One cold day last week, I bundled up my granddaughter in her warm jacket and dropped her off at school.  When I arrived at work, I realized in all the gathering for her, I had forgotten my own jacket.  It gets really cold at our shop because we have to raise the door up and down so much in order for cars to drive in and out.  I remembered I had a box of clothes in the back of my car I was going to drop off at Goodwill, so I dug around in the box until I found an old hooded sweater.  I put it on, and it felt wonderful.

 

                My husband, Garey, was watching this take place from his cozy position at the office window, and when I walked in and announced what I’d had to do and why, he said, “SEE!”  I knew exactly what that “SEE” and the accompanying smug look on his face meant.  It meant that in the future, I had better adhere to his life mantra: It is better to have something and not need it than to need it and not have it.  (I think I’m going to put that on his tombstone if I outlive him.)

                Just last week, Garey rummaged around in the back seat of his pickup until he found an old quilted shirt for one of our employees to wear around.  Dillion had forgotten his jacket and he was freezing.  The shirt is a good fifteen years old and it has a big hole in the outer layer where Garey caught it on fire while he was welding.  I shook my head in disbelief when Garey pulled it out for Dillion to wear, but Dillion was just glad to have something warm, and Garey beamed with delight at having saved the day with something he hadn’t thrown away because he knew he might need it someday.
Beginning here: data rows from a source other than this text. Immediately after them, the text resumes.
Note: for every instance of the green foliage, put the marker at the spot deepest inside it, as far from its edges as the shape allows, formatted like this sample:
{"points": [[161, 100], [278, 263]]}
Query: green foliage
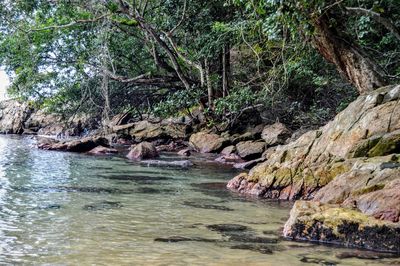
{"points": [[236, 101], [178, 102]]}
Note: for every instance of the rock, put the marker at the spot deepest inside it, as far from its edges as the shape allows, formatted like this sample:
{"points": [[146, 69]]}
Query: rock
{"points": [[298, 170], [101, 150], [229, 159], [207, 142], [327, 223], [249, 150], [185, 152], [12, 116], [121, 119], [223, 228], [143, 150], [249, 164], [275, 134], [82, 145], [228, 150], [183, 163]]}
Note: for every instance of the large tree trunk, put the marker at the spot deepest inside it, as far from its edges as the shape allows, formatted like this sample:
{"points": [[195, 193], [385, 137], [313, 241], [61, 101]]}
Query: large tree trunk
{"points": [[225, 69], [348, 57]]}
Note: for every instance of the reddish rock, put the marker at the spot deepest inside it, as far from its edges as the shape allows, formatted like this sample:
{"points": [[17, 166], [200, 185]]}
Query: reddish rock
{"points": [[143, 150], [185, 152], [208, 142]]}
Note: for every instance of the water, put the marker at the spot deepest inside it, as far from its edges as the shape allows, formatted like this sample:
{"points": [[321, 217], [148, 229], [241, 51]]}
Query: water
{"points": [[68, 209]]}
                On the day I was wearing the Goodwill sweater, our friend, Marian, came by for an oil change.  Garey told her about my having left my jacket and having to dig through the box of donations for something to wear, and she said she had ended up in a very similar situation.  Marian’s friend put a box of clothes she no longer wanted into the trunk of Marian’s car.  She told Marian to get out anything she wanted then to just take the rest to Goodwill.  Marian kept meaning to drop off the clothes, but never got around to it.  One day, she and a friend stopped to help a woman who was involved in a traffic accident during the pouring rain.  By the time they got back into the car, they were both soaked to the bone.  Marian remembered the donation box in her trunk and was able to dig out a change of clothes for the two of them. 

                “SEE!” Garey said.  We laughed.

                I never give anything away that belongs to Garey, and that includes his clothes.  One of Garey’s friends had a wife that didn’t adhere to that principal.  She was always going through his clothes and giving away things she didn’t like or things she thought he didn’t wear anymore to the local Mission.  One day, the guy’s sister stopped by to see him.  She had been by the Mission and picked up a few things she thought he might like. 

                She held up a shirt and asked, “Do you think this shirt will fit you?”

                “Yeah, I know it will fit me,” Garey’s friend answered, “It’s my shirt!”

 

                I understand why Garey is hesitant to throw things away.  He is always fixing things with parts from other things he didn’t throw away.  “It’s not eatin anything,” he says, of all the extra stuff lying around.  I beg to differ.  It’s eating away at my need for order; although, I have to admit I have my own collection of craft materials I won’t throw away for fear my granddaughter might need them for a school project.  And that hooded sweater is awfully warm.  It might just stay out of the Goodwill box.  I could always store it in the back seat of Garey’s truck, along with all the old shirts he won’t get rid of.  Somebody might forget a jacket.